Sunday, December 23, 2007

Culinary Defensive Strategies

The recent food hygiene scare in Singapore has sent many of us wondering just how safe is the food we eat and what kind of risk are we taking in consumption of raw, partially cooked foods. The health ministry has often urge us to cook everything thoroughly and properly before put it in our mouth or risk having to suffer from food poisoning due to contamination. While personal hygiene of the people who are preparing food cannot be compromised, there are still many other factors that can help prevent the risk of food poisoning in raw and partially cooked foods. If we have to eat everything thoroughly cooked, life would be so boring without a variety of taste and textures from different degrees of cooking. Think of a juicy pink reddish coloured roast beef at a well done stage instead of serving it medium. It would not only be an insult to the farmers who take pains to cultivate premium meat cattle, it is also as good as chewing on a piece of leather.
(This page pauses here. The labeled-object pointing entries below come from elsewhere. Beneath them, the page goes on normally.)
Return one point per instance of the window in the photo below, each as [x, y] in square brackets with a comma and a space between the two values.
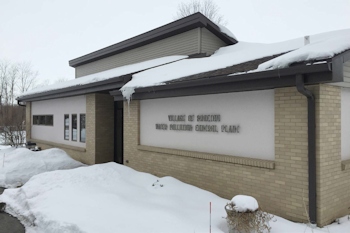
[74, 127]
[66, 127]
[82, 128]
[43, 120]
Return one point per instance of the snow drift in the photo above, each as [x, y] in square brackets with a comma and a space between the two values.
[17, 166]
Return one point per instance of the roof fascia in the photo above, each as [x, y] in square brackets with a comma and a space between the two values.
[338, 64]
[105, 85]
[182, 25]
[313, 74]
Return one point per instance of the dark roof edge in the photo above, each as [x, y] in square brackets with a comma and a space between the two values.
[338, 63]
[182, 25]
[319, 73]
[105, 85]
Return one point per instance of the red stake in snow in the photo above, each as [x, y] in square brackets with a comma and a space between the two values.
[210, 217]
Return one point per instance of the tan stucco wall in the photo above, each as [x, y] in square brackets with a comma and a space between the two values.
[99, 132]
[282, 190]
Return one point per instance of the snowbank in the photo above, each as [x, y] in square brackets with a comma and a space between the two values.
[113, 198]
[245, 203]
[19, 165]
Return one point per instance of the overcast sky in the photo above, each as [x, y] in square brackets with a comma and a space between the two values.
[49, 33]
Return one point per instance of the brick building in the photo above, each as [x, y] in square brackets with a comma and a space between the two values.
[278, 133]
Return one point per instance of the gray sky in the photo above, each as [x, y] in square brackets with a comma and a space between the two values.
[49, 33]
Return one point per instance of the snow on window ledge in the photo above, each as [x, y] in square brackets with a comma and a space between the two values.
[345, 165]
[58, 145]
[268, 164]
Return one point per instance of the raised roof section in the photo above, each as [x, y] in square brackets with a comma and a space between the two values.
[196, 20]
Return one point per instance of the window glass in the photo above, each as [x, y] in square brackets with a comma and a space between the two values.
[49, 120]
[74, 127]
[41, 120]
[82, 128]
[66, 127]
[35, 120]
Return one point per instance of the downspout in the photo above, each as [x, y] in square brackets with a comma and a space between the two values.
[19, 103]
[311, 109]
Before the age of refrigeration came by, chefs have known to utilize traditional methods of preservation and cooking to stabilize foods that we eat using naturally available preservatives like salt, vinegars and spices. Some of the classic dishes that we eat today have long been prepared with certain ingredients not only for taste and flavour reasons but food safety too. Some ingredients are able to help in holding prepared foods for a few days while others may allow longer periods of preservation in terms of months. Preservation with various types of ingredients can result in salty, spicy, sweet or sour taste sensations in the kind of foods we eat so it is up to the creative expertise of the chef to balance out taste on the palatte.
Salt is the number one ingredient used in kitchens all over the world. Besides seasoning food, it is also used for the preservation of ingredients that allows them to be used during off season in availability. Think of salted vegetables, eggs and meats like air dried ham or seafood like our favourite salted fish cooked with bean sprouts and baccalao (Spanish style salted cod fish).
Acidic ingredients like citrus fruits and vinegars also help to slow down bacteria growth in certain raw dishes that is a favourite of some cuisines. For example, “Ceiviche” is a popular dish in Latin American cuisine that uses high acidic citrus fruits like limes and lemons to “cooked” seafood without any heat processing at all. The acids in the fruit juices create an unfriendly environment for bacteria to grow rapidly, thereby keeping their numbers low so that the good bacteria which are natural antibodies in our digestive system have enough time to neutralize the toxicity of such foreign bacteria. This is the same when chefs serve wasabi with raw seafood and horseradish with roast beef on medium doneness. Besides having great flavour compatibility with the foods served, wasabi and horseradish roots also contain isothiocyanates that gives their characteristically similarity in flavours together with other types of mustards and have beneficial effects such as inhibiting microbe growth.
When it comes to sweet applications, many cakes and fillings can be easily contaminated if not handled properly and still result in food poisoning situations even if they don’t smell bad at all. With a desirable level of moisture in most pastry products especially cakes, chefs tend to add fruit or grain flavoured liquers not just for flavour, but also to stablise the products as these high alcohol flavoured liquers have the ability to kill bacteria. Think of a rum and marsala wine laden Tiramisu or a kirsch obsessed Bavarian Black Forest cake. Sure enough it tasted good when the pastry slid down your throat with all that nice alcoholic effect of warm sensations, but that is also an indication of the presence of alcohol that is enougn to retard and slow down any exisiting bacteria growth in the pastries being prepared.